U.S. Bank Project Manager Ted Gamble ran 200 miles to raise funds for a non-profit that creates jobs in Haiti involving recovered ocean-bound plastic.
Last February, Ted Gamble was part of a team that launched the first-ever U.S. Bank Visa® Debit Card made from plastic litter collected in areas that are highly likely to feed into the water.
The enormity of the plastic waste problem is sobering. More than 12.7 million metric tons of plastic enters the oceans every year, and if nothing changes by 2050, the amount of plastic in the ocean will outweigh fish. While working on the eco-friendly card as debit project manager on the U.S. Bank Payments Services team, Gamble learned a lot about the First Mile, the organization that provides the plastic for the eco-friendly U.S. Bank cards and built on-the-ground infrastructure in Haiti to divert plastic waste that would otherwise be headed to the Caribbean Sea.
During one of the project team calls, someone from the First Mile mentioned the upcoming Run Across May, which benefits its job-training and creation non-profit arm, Work. Gamble, a dedicated long-distance runner, was immediately intrigued with the idea of helping to give back to the organization providing plastic for the cards.
“When I first heard about it, I thought I would do the race but I took a little run around the gravel roads where I live just to think about it,” said Gamble, who lives in Dundas, Minn., a town of about 1,500 people located 40 miles south of Minneapolis. “In that five-mile run alone I counted more than 75 plastic bottles on the ground – and that wasn’t counting discarded glass or aluminum cans. That’s a lot just for my little corner of the world, which really motivated me.”
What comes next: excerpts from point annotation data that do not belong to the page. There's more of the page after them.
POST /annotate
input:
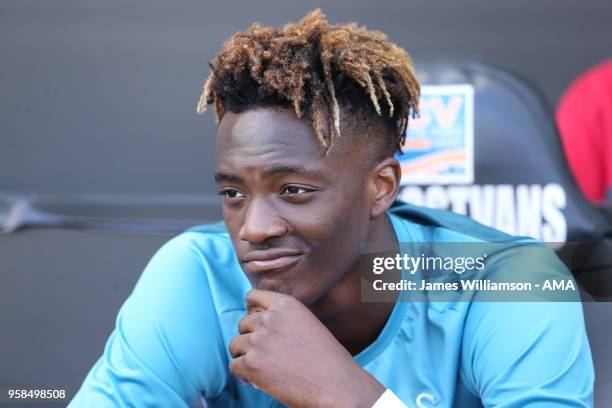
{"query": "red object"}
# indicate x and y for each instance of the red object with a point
(584, 118)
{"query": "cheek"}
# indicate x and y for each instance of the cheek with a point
(337, 237)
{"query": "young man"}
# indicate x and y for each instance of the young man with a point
(266, 310)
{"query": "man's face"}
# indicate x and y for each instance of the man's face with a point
(297, 217)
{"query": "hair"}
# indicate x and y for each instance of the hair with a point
(321, 71)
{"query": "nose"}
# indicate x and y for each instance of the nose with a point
(262, 222)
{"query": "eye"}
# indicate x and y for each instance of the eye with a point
(295, 190)
(231, 193)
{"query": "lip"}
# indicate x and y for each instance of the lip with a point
(270, 260)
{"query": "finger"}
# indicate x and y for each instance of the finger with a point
(263, 298)
(239, 345)
(248, 323)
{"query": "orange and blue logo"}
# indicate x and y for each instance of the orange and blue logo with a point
(439, 146)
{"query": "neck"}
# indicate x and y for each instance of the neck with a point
(354, 323)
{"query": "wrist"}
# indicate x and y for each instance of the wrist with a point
(361, 390)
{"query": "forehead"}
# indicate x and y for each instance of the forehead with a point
(259, 138)
(268, 134)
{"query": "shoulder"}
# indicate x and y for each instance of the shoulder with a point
(199, 261)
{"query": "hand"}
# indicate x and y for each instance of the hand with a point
(284, 350)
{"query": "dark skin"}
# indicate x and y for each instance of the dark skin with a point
(298, 220)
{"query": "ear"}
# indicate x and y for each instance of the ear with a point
(385, 183)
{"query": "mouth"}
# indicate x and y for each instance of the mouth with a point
(273, 260)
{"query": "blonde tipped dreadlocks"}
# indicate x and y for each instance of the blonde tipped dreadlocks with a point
(316, 68)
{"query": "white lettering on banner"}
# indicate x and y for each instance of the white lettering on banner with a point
(532, 210)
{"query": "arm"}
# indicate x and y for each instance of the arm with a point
(284, 350)
(167, 346)
(518, 354)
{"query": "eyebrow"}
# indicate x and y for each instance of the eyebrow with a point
(274, 170)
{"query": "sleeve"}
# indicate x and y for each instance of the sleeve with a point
(389, 400)
(167, 347)
(527, 354)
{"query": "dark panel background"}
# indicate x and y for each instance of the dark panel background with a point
(100, 97)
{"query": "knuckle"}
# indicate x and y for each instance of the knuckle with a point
(268, 318)
(249, 361)
(232, 348)
(255, 339)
Gamble signed up for the 200-mile event, which originally started as an eight-day run from the northern to southern tip of Haiti. The COVID-19 pandemic forced the event organizers, like many others, to move to a virtual format. Instead, the race is now spread over the month of May, and Gamble logged six to seven miles a day on local trails while raising money from family and friends.
Mamta Naik, group product manager in Payment Services and Gamble’s manager, said she was thrilled for him when he shared that he was thinking of participating in the Race Across Haiti. She knew that Gamble was a runner but didn’t realize what an avid distance runner he was until this fundraising event.
“It’s such a wonderful example of when someone’s personal passions align with their work,” said Naik.
In early 2021, U.S. Bank debuted the two design options for the eco-friendly cards: Serene Beach and Diving Turtle. The cards quickly became a hit with customers, and rank among the top three cards for engagement at U.S. Bank. The card also recently won an International Card Manufacturers Association’s 2021 Élan Award of Excellence in the “Environmentally Friendly” category, which recognizes payment cards that distinguished themselves in design and development while incorporating eco-focused materials.
Part of the reason that the cards may be so popular is that “the enormity of the plastic waste problem can seem overwhelming,” and the cards give consumers a concrete way to feel like they’re having an impact, Naik said.
More than one ton of plastic is diverted from the ocean for every 1 million debit cards produced. The eco-friendly cards haven’t yet hit that milestone but are still having a positive environmental impact, Gamble said.
“It wasn’t just keeping the plastic out of the ocean that resonated with me, it was helping to raise money to help people in Haiti get jobs that would help support their families,” he said.
Gamble, who has more than 25 ultra-marathons under his belt, loves to run but finds running for a good cause to be even better motivation. For the past several years, he’s also fundraised and run in a timed-loop ultramarathon benefiting FANS (Furthering Achievement Through a Network of Support), a Twin Cities-based college and career mentorship program for high school students.
He’s contemplating signing up for the Race Across May again this year, which organizers announced will be virtual again in 2022.
“I love to run on trails and in state parks, and I’m interested in doing whatever I can do to help preserve our environment,” he said.